If you think shoveling snow isn't much of a workout, we found some research that says otherwise! Find out just what the benefits are!
Winter can be a tough season to get up and get moving. But with snow comes the need to shovel, and that can actually be a great way to get some exercise while you’re taking care of necessary tasks. So how many calories do you burn shoveling snow? Let’s take a look at what science has to say about it.
Is Shoveling Snow A Good Workout
Shoveling is an intense activity that helps you build upper body strength and aerobic endurance. Depending on the weight of the snow, your intensity level, and how much time you spend shoveling, your calorie burn will vary.
According to Harvard Health Publishing, a 155-pound person who spends 30 minutes shoveling snow can expect to burn around 250 calories – the equivalent of playing doubles tennis or running half a mile. A 185-pound person will burn around 300 calories in those same 30 minutes, while someone who weighs 125 pounds would only burn around 200 calories in the same amount of time.

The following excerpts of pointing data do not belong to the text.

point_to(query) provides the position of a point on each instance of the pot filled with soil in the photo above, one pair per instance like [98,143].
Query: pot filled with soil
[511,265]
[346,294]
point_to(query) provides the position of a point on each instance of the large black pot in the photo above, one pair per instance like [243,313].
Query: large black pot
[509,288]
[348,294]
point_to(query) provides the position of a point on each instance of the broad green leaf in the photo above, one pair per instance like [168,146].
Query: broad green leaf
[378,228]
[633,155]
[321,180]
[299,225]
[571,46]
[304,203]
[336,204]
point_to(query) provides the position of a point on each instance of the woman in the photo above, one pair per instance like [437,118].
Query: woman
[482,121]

It’s important to note that these are just estimates; factors like age, sex, intensity level (i.e., whether you’re just pushing light powdery snow or heavier wet stuff) have an effect as well. However, even if you don’t hit these exact numbers when you go out for a session of snow-shoveling, it doesn’t mean it wasn’t beneficial for your health – any form of physical activity is good for you!
When doing any type of physical activity – especially one as vigorous as shoveling – keep safety in mind too. Make sure to warm up before getting started by stretching your arms and legs for 5-10 minutes so that your muscles are ready for action.

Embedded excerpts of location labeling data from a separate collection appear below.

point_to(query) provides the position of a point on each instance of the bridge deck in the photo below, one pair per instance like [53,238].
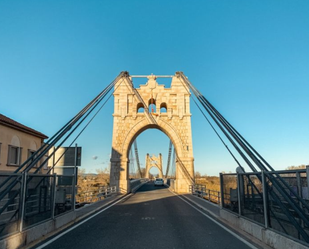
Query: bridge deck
[152,218]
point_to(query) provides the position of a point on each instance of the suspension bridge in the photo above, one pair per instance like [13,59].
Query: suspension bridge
[268,205]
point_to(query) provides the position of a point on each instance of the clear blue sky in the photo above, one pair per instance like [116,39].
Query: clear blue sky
[250,59]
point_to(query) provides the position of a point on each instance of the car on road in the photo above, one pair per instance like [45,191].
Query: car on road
[159,182]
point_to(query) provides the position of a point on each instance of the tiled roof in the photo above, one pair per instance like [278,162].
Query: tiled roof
[18,126]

Also keep hydrated throughout the task by drinking plenty of water; dehydration can lead to fatigue quickly when performing any kind of exercise outdoors in cold temperatures. And lastly, be aware of ergonomic techniques when lifting heavy loads so that you don’t strain any muscles or joints in the process.

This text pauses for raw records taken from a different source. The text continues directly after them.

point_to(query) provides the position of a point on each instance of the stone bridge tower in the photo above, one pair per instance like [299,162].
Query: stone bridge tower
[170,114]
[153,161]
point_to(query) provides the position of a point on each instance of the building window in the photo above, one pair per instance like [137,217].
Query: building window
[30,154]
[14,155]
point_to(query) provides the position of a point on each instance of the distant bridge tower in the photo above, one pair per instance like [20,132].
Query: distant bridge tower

Shoveling snow is an effective way to stay active during winter months while also taking care of necessary tasks around the house! While calorie counts may vary depending on several factors mentioned above, most adults can expect to burn between 200-300 calories in 30 minutes if they are pushing moderate amounts of powdery or wet snow with proper technique. Just remember not overexert yourself and always practice safety first! Happy shoveling!